Abstract:Pre-trained large language models(LLMs) have attracted increasing attention in biomedical domains due to their success in natural language processing. However, the complex traits and heterogeneity of multi-sources genomics data pose significant challenges when adapting these models to the bioinformatics and biomedical field. To address these challenges, we present GP-GPT, the first specialized large language model for genetic-phenotype knowledge representation and genomics relation analysis. Our model is fine-tuned in two stages on a comprehensive corpus composed of over 3,000,000 terms in genomics, proteomics, and medical genetics, derived from multiple large-scale validated datasets and scientific publications.

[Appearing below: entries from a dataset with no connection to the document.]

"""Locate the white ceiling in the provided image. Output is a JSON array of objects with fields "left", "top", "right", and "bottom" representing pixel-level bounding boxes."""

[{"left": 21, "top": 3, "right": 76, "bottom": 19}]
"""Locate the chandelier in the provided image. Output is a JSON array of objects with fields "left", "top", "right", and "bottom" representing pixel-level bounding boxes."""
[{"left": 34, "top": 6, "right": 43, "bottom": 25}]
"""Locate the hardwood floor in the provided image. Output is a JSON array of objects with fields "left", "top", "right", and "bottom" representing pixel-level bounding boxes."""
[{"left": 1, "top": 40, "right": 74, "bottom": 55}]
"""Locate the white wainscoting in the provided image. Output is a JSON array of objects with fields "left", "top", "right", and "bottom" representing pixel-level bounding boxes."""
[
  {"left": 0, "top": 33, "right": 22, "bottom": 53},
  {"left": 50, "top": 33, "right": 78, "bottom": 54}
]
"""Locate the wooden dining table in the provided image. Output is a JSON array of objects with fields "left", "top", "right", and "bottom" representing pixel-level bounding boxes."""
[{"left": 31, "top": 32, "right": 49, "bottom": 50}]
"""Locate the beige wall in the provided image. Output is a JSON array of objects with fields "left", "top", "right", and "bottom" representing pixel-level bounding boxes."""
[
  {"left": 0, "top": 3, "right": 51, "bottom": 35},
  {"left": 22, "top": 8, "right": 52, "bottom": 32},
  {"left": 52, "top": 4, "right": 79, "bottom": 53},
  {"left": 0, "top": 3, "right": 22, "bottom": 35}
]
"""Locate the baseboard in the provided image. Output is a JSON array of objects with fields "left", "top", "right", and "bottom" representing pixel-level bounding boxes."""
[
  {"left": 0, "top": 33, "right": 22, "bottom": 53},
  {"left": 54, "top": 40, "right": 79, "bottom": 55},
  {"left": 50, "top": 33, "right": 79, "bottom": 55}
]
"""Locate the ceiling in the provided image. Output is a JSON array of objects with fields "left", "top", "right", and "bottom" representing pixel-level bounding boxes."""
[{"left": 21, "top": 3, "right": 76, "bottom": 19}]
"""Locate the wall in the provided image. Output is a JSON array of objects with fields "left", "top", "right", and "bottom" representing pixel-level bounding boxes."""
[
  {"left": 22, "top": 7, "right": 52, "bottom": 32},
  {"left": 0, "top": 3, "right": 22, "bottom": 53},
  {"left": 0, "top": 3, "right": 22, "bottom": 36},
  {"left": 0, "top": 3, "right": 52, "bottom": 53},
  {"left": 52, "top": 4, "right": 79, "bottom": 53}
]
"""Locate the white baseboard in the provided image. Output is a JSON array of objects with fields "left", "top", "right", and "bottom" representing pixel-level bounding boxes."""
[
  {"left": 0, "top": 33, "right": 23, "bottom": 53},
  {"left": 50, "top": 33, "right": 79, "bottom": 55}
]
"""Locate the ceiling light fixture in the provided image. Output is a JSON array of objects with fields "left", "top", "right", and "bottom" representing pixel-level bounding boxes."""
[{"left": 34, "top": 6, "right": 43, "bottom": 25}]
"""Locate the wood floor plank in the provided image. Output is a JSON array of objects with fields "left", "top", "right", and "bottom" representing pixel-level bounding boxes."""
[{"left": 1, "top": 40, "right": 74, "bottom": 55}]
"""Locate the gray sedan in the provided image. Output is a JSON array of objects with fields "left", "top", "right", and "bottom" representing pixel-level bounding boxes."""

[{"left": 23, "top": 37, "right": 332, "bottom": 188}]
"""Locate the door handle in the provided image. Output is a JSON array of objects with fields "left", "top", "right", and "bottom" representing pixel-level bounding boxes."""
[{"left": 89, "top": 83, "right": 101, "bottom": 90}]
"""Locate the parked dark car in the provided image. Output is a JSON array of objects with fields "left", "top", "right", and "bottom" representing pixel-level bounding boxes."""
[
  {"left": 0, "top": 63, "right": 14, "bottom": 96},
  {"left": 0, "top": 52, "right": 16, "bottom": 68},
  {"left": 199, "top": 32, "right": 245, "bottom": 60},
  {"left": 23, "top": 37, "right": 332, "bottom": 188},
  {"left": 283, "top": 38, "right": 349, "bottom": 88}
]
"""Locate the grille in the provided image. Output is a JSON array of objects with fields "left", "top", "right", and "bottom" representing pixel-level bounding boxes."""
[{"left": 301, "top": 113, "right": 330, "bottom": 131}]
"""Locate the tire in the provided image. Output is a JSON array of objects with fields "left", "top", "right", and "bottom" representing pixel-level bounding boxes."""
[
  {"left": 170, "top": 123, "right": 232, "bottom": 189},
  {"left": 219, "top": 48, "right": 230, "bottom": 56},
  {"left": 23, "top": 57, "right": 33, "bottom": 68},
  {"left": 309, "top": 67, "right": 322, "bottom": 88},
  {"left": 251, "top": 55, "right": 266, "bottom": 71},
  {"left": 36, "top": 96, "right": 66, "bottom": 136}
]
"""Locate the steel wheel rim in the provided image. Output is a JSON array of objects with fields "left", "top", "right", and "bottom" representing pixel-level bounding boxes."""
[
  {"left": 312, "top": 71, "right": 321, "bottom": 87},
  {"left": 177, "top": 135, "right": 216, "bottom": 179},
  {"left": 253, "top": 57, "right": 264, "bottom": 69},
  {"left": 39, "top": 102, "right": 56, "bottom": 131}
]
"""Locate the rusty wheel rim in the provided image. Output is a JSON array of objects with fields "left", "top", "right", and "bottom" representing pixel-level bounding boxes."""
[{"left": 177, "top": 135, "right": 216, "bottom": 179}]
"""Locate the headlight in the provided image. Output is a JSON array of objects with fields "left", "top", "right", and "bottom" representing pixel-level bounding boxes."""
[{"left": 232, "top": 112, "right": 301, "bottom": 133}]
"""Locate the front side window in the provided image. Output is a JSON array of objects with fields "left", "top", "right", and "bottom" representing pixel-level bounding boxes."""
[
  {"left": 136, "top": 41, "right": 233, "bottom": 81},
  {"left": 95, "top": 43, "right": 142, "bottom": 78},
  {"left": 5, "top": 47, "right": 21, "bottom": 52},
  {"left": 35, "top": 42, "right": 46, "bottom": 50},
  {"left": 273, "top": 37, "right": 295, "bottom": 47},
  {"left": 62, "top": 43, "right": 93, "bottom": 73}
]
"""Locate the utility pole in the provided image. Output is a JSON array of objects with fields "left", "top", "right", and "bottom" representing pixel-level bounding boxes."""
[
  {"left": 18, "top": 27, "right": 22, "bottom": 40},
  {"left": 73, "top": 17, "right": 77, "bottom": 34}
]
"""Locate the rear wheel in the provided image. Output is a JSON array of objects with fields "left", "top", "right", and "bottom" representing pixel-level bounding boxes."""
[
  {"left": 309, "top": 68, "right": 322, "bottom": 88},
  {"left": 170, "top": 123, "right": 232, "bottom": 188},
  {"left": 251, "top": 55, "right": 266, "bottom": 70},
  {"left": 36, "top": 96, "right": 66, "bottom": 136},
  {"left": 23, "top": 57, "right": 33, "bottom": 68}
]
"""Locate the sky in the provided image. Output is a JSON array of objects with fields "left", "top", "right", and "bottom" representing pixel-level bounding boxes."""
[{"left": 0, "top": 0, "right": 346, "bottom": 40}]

GP-GPT demonstrates proficiency in accurately retrieving medical genetics information and performing common genomics analysis tasks, such as genomics information retrieval and relationship determination. Comparative experiments across domain-specific tasks reveal that GP-GPT outperforms state-of-the-art LLMs, including Llama2, Llama3 and GPT-4. These results highlight GP-GPT's potential to enhance genetic disease relation research and facilitate accurate and efficient analysis in the fields of genomics and medical genetics. Our investigation demonstrated the subtle changes of bio-factor entities' representations in the GP-GPT, which suggested the opportunities for the application of LLMs to advancing gene-phenotype research.